Is your child overweight? Here are the CDC Charts.

For parents to define if their child is overweight is not simple because weight depends on both age and height and children have this annoying habit of inexorable growth, they just don’t stop! (Our 16 year old son has just hit 6 foot 3 inches – we are going to have to stop feeding him steroid enriched chicken!) The research shows that parents are reluctant to admit that their children are overweight. There is an objective way to avoid any doubt. I recommend that you involve your children in this process – they also deserve objective feedback to know where they are in the spectrum. If they are at the higher end then this allows a less emotional, more ‘scientific’ discussion to occur.

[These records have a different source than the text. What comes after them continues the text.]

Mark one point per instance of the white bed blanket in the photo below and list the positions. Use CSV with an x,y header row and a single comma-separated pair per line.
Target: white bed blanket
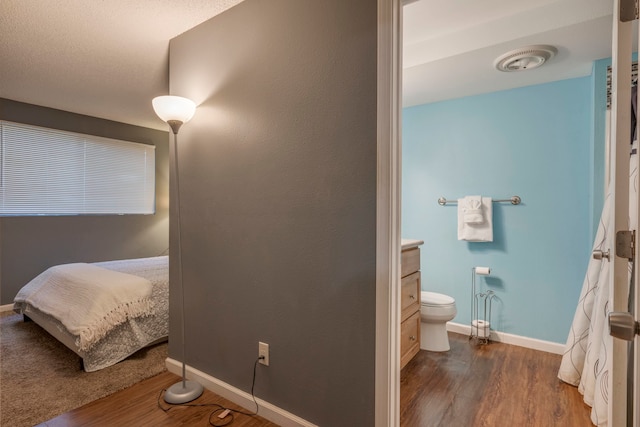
x,y
101,299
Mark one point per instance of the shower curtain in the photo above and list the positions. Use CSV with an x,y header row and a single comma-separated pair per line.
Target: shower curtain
x,y
589,345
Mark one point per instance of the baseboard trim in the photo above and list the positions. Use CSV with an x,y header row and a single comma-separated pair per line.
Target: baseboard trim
x,y
503,337
6,307
239,397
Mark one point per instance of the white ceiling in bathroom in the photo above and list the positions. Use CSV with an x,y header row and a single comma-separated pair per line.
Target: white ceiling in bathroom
x,y
109,58
450,46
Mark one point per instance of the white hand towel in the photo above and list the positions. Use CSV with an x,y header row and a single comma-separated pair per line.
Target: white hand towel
x,y
476,232
472,206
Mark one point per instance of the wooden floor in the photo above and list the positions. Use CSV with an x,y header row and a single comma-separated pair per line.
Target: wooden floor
x,y
139,406
492,385
488,385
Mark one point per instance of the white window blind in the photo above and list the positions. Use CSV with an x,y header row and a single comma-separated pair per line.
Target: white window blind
x,y
51,172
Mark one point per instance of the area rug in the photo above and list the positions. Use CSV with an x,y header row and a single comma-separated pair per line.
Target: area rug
x,y
40,378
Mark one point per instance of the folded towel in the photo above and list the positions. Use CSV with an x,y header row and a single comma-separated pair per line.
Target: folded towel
x,y
482,232
472,210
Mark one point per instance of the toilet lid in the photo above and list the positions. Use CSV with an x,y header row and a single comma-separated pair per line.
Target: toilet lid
x,y
433,298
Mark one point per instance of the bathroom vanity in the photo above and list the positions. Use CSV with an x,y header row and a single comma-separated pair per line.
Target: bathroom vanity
x,y
410,300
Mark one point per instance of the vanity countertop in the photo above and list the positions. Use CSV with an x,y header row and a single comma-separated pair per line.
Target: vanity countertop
x,y
411,243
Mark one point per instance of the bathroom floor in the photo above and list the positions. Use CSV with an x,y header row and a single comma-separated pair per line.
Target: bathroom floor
x,y
488,385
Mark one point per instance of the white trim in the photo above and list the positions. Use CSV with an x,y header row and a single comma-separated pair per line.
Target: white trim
x,y
6,307
239,397
506,338
387,357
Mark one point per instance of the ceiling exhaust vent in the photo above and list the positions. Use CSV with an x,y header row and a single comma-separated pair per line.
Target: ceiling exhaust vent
x,y
525,58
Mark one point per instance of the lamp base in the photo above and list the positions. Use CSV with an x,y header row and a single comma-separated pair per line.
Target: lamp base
x,y
183,392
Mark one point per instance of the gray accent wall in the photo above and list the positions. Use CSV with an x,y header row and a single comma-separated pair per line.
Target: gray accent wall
x,y
29,245
278,203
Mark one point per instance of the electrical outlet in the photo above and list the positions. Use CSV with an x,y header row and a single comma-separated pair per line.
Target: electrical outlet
x,y
263,351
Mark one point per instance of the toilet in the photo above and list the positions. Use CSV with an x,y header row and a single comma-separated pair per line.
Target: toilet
x,y
435,311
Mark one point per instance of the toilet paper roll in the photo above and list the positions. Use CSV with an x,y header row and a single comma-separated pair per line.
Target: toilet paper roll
x,y
481,328
483,271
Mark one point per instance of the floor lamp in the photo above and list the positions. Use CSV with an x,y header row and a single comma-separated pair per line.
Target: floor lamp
x,y
177,111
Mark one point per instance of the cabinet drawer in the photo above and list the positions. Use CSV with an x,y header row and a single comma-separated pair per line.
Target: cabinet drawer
x,y
410,261
409,339
410,298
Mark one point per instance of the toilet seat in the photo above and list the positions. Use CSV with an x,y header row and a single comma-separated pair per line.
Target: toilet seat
x,y
434,299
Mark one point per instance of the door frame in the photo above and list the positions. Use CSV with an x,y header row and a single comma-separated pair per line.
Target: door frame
x,y
619,176
389,66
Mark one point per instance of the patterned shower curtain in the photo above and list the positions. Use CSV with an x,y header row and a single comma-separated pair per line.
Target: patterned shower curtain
x,y
589,345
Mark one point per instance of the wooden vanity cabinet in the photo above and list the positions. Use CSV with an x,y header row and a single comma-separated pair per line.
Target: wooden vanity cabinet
x,y
410,305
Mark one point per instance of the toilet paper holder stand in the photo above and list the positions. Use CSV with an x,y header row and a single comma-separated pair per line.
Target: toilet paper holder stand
x,y
480,327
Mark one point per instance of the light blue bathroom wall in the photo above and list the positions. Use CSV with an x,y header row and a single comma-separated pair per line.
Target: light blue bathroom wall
x,y
535,142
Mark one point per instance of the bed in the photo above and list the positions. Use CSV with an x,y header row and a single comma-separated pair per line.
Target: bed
x,y
103,311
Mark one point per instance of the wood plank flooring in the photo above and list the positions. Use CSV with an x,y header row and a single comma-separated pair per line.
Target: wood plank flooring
x,y
488,385
493,385
138,406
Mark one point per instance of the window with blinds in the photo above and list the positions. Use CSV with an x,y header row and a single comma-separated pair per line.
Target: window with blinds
x,y
51,172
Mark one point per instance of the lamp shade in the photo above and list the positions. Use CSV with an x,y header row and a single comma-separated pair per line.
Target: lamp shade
x,y
174,108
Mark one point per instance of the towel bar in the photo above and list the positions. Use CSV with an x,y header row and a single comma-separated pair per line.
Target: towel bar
x,y
514,200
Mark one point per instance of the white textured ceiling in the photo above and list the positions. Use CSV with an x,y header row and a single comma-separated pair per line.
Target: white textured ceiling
x,y
103,58
109,58
450,46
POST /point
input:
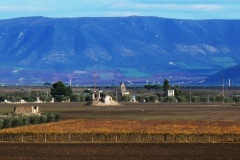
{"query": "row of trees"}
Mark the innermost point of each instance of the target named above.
(60, 92)
(9, 121)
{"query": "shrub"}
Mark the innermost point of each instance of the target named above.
(50, 117)
(1, 123)
(25, 120)
(16, 121)
(195, 99)
(7, 121)
(43, 119)
(56, 117)
(34, 119)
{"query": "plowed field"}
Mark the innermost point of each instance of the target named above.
(117, 151)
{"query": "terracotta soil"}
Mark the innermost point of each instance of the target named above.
(140, 151)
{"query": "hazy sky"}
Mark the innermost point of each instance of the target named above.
(186, 9)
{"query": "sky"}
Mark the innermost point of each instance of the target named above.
(180, 9)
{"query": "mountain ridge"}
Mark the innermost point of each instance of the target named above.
(117, 48)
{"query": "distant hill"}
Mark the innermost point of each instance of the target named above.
(118, 49)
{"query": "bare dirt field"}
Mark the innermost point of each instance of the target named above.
(105, 151)
(173, 113)
(140, 111)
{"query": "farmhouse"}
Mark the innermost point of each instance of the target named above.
(26, 110)
(123, 89)
(98, 100)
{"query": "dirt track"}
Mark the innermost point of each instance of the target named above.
(119, 151)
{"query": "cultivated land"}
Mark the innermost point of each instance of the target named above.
(137, 117)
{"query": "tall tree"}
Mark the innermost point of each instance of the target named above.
(166, 86)
(148, 86)
(59, 91)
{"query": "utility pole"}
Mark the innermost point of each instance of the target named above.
(190, 94)
(223, 88)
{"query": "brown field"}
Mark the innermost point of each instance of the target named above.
(119, 151)
(214, 118)
(138, 117)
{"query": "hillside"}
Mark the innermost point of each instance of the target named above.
(39, 49)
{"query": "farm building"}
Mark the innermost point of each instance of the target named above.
(26, 110)
(97, 100)
(123, 89)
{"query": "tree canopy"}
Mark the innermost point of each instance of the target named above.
(59, 91)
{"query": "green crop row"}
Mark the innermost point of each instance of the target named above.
(23, 120)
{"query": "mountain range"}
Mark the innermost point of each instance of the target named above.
(106, 50)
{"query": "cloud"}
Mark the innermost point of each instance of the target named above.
(21, 8)
(144, 6)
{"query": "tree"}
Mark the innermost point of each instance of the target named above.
(157, 87)
(59, 91)
(148, 86)
(166, 86)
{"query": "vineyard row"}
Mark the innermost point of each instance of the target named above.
(120, 137)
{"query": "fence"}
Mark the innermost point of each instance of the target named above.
(120, 137)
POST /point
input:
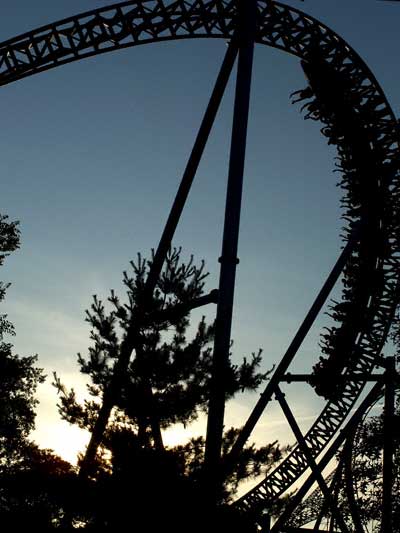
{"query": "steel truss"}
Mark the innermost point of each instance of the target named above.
(138, 22)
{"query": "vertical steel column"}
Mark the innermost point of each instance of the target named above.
(388, 446)
(290, 353)
(247, 11)
(162, 250)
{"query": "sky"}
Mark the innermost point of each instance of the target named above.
(92, 154)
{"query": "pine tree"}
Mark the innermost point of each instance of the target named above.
(167, 383)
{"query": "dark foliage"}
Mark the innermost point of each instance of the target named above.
(167, 383)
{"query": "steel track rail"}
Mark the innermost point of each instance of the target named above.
(138, 22)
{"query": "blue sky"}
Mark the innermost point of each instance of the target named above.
(92, 154)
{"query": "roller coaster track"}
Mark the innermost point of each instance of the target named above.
(139, 22)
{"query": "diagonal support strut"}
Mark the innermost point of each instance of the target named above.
(131, 339)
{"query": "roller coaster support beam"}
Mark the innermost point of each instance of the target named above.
(246, 25)
(348, 430)
(388, 445)
(311, 461)
(298, 339)
(162, 250)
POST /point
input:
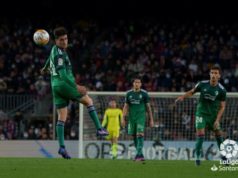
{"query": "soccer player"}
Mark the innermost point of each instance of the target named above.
(135, 107)
(112, 120)
(209, 110)
(65, 89)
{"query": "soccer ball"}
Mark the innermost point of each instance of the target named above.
(41, 37)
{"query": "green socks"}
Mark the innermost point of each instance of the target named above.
(140, 144)
(135, 141)
(198, 146)
(114, 150)
(94, 116)
(60, 132)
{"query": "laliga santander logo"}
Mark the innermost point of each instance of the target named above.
(229, 149)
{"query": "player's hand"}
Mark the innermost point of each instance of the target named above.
(82, 89)
(216, 125)
(42, 71)
(151, 123)
(123, 123)
(180, 98)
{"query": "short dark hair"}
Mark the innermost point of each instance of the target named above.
(216, 67)
(59, 31)
(137, 78)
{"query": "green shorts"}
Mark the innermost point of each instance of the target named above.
(203, 121)
(136, 126)
(63, 94)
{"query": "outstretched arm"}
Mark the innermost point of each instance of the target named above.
(46, 66)
(186, 95)
(124, 114)
(150, 114)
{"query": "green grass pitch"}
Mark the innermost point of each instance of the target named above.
(99, 168)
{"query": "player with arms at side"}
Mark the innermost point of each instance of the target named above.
(209, 110)
(137, 103)
(112, 120)
(65, 89)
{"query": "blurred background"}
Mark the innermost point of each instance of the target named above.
(171, 44)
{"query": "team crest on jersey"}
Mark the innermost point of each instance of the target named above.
(60, 61)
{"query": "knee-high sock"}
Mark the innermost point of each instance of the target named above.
(60, 132)
(198, 146)
(93, 114)
(135, 141)
(219, 140)
(114, 149)
(140, 144)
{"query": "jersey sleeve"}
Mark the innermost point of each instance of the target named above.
(104, 122)
(126, 98)
(59, 62)
(223, 96)
(120, 114)
(146, 97)
(197, 87)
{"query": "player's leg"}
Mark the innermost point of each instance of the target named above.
(74, 94)
(200, 133)
(114, 140)
(88, 102)
(62, 115)
(217, 131)
(132, 132)
(61, 105)
(140, 127)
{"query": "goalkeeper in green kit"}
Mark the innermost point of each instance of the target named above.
(65, 89)
(209, 110)
(137, 103)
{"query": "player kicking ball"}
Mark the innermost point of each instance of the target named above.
(65, 89)
(209, 110)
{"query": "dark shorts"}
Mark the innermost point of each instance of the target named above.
(203, 121)
(136, 126)
(63, 94)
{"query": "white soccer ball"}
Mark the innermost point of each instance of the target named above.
(41, 37)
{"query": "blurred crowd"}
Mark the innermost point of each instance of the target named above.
(170, 56)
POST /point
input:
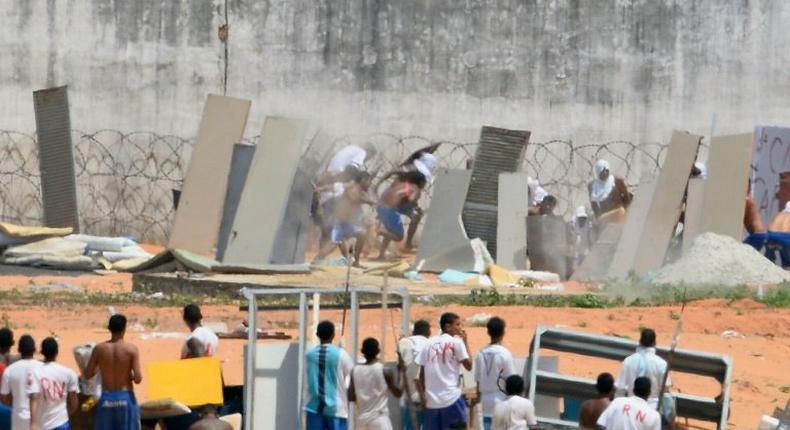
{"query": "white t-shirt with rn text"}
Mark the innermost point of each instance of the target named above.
(630, 413)
(52, 383)
(441, 360)
(15, 380)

As with adults we use, the Body Mass Index, or BMI, calculation which factors in height as well as weight. For children we need a further layer – a standardised chart that brings in their age. Fortunately the Centers for Disease Control and Prevention in the USA has done all the hard work of collecting the data. If you go to this link – Clinical Growth Charts – you can download the charts and plot your children’s BMI and age over time. There are a lot of charts on offer, which can be confusing. I suggest you download, under the ‘Children 2 to 20 years (5th-95th percentile)’ heading the Girls/Boys ‘BMI-for-age’ chart.

To work out your child’s BMI to plot on the chart go to this link – Child and Teen BMI Calculator (we Aussies will need to click on ‘Metric’ to switch input data to kgs) and fill in the information. If they are at the 85th percentile or higher they are overweight. This means that they weigh the same or more than 85% of their peers. At the 95th percentile they are obese.